- The Washington Times - Thursday, June 13, 2002

America's ambassador to Sri Lanka says an end to the island's 18-year civil war could give birth to Asia's newest economic "success story."

With peace, the island will "become South Asia's Singapore in a jiffy," Ambassador E. Ashley Wills told a group of Sri Lanka scholars and policy officials at a recent breakfast meeting.

Mr. Wills said he was optimistic that peace talks to be sponsored by Norway later this month could end the civil war between Sri Lanka's government and the separatist Liberation Tigers of Tamil Eelam.

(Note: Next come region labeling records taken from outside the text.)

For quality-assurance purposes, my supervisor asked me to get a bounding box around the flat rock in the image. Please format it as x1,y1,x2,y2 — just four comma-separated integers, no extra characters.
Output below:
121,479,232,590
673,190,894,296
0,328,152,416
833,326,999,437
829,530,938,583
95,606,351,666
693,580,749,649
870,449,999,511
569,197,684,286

The government and the Tamil Tigers signed a cease-fire agreement on Feb. 22 to set the stage for talks sometime in July to end the conflict that has killed an estimated 70,000.

Mr. Wills said the island already has many economic advantages, including a 90 percent literacy rate and an excellent public health care system.

"No doubt that the government of Sri Lanka is sincere in wanting to end this war and bring about lasting peace," he said.

Norway is to mediate the proposed talks in Thailand.

The United States has expressed enthusiasm for the peace effort, but it is unlikely to offer substantial aid until the conflict is resolved, the ambassador said.

Japan stands behind the scenes as the largest donor of assistance to Sri Lanka.

Mr. Wills said the war has served hard-liners among the island's ruling Sinhalese majority and the ethnic Tamil minority.

The conflict in Sri Lanka in part a result of discrimination against the Tamils has been characterized by suicide bombings, the use of child soldiers and other human rights abuses.

Last year, UNICEF and other U.N. agencies criticized the Tamil Tigers for continuing to recruit child soldiers.